Original publication date: March 16, 2023. Updated January 11, 2024
As the unwinding of the Medicaid continuous coverage requirement continues, both states and the federal government are tracking and monitoring the impacts of the resumption of eligibility redeterminations and disenrollments. The Centers for Medicare & Medicaid Services (CMS) continues to release monthly batches of required state data reporting metrics. However, given the time-lags and caveats of the CMS data, many states have decided to also publish their own state data dashboards. On December 18, 2023 CMS released an informational bulletin that, for the first time, officially encouraged states to supplement their federal reporting with their own state-specific data analysis, as well as to follow best practices of reporting data broken down by eligibility group and other demographic characteristics (e.g., age, race, ethnicity, language).
Releasing state-data via a dashboard or some other format allows states to follow other specific best practices, including the ability to provide additional detail about definitions, timeframes, and state context that are important for communicating the unique and specific circumstances that states are experiencing during unwinding. Colorado’s state dashboard, for example, highlights the state’s lower unemployment rate and provides context around the state’s reconsideration period in order to help users understand the CMS data reports. Several states are also using state data and insurance dashboards to report how many individuals have been reinstated in Medicaid after a termination (see the SHVS expert perspective on States’ Reporting of Medicaid Unwinding Reinstatement Data), thus telling a more complete story about what happens to individuals after they are disenrolled.
States Publicly Posting Unwinding Data
To date, 47 states including the District of Columbia (D.C.) have publicly published their own unwinding data in some format (this does not include states with pre-existing enrollment dashboards that don’t specifically identify unwinding cohorts). In most cases, state Medicaid departments are releasing those data, although some State-Based Marketplaces (SBMs) are also publishing unwinding data (see the SHVS expert perspective on SBM Marketplace Transition Data During the Unwinding). Of the 47 states currently reporting data:
- 24 release state unwinding data online in either an interactive dashboard or static pdf format.
- Three states only release copies of their required CMS Monthly Unwinding Data
- 20 states release both state data and their CMS Monthly Unwinding Data reports.

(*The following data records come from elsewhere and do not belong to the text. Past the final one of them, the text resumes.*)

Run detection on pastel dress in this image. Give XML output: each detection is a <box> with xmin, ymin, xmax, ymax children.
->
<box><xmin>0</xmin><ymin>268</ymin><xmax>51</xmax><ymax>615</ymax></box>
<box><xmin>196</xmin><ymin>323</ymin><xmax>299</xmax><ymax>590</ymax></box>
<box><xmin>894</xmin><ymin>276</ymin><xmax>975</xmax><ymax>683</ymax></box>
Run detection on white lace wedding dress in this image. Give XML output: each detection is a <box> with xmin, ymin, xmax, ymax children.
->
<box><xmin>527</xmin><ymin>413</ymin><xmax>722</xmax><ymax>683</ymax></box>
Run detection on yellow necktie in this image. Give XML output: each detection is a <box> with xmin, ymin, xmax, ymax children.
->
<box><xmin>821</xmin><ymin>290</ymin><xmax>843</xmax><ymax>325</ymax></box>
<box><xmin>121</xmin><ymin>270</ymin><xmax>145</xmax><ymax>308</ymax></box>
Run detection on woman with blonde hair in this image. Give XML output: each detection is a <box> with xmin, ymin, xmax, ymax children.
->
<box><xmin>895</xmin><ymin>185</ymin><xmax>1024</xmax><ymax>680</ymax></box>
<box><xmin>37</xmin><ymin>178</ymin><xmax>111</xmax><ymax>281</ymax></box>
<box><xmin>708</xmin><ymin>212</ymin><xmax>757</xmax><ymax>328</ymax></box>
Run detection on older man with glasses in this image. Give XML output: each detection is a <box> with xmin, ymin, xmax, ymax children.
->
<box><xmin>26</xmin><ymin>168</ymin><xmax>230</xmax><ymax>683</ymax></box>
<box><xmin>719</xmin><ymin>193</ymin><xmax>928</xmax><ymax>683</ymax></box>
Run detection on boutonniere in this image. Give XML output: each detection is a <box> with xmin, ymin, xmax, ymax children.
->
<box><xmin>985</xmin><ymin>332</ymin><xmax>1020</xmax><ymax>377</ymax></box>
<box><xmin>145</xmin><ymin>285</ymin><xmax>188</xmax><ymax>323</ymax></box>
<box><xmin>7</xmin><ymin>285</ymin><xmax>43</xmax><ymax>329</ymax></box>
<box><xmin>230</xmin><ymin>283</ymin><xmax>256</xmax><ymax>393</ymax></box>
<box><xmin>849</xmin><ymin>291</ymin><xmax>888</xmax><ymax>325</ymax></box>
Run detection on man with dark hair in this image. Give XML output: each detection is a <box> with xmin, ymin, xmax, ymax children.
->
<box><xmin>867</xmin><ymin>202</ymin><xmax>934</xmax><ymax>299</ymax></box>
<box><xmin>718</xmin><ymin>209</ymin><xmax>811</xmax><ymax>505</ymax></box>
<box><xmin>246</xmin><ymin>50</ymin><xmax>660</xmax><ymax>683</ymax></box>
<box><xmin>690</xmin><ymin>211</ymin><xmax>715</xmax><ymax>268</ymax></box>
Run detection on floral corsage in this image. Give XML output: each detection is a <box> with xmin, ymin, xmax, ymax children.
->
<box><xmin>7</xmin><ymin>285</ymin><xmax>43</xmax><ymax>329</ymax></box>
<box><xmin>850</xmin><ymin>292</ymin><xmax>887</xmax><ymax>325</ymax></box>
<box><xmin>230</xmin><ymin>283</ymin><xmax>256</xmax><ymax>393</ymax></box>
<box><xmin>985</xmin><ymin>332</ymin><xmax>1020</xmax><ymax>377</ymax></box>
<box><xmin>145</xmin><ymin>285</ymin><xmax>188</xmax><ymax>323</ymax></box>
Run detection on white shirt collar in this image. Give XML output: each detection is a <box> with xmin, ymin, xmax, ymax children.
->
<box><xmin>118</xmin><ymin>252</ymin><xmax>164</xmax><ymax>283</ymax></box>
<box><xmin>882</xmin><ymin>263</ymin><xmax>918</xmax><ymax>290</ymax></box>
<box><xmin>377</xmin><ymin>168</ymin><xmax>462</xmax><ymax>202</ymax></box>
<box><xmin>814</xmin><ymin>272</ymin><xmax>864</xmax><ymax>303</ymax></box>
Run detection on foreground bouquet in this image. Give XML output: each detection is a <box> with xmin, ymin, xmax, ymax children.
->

In some cases, states are publishing unwinding information in an ad-hoc way—such as by a press release. Because these data are not being systematically reported, they are not represented in the map above.
As unwinding has progressed, the number of new states reporting unwinding data has slowed significantly and states are updating their data less frequently. Fifteen states have not updated their state unwinding data reports since October. Arkansas and Idaho report to have completed all redeterminations and are no longer reporting through their unwinding dashboards. Iowa, which was one of the first states to publish a state unwinding dashboard, has removed renewal data from its “Medicaid and Covid Unwind Dashboard.” Both Arkansas and Iowa, however, do continue to make monthly reports to CMS publicly available.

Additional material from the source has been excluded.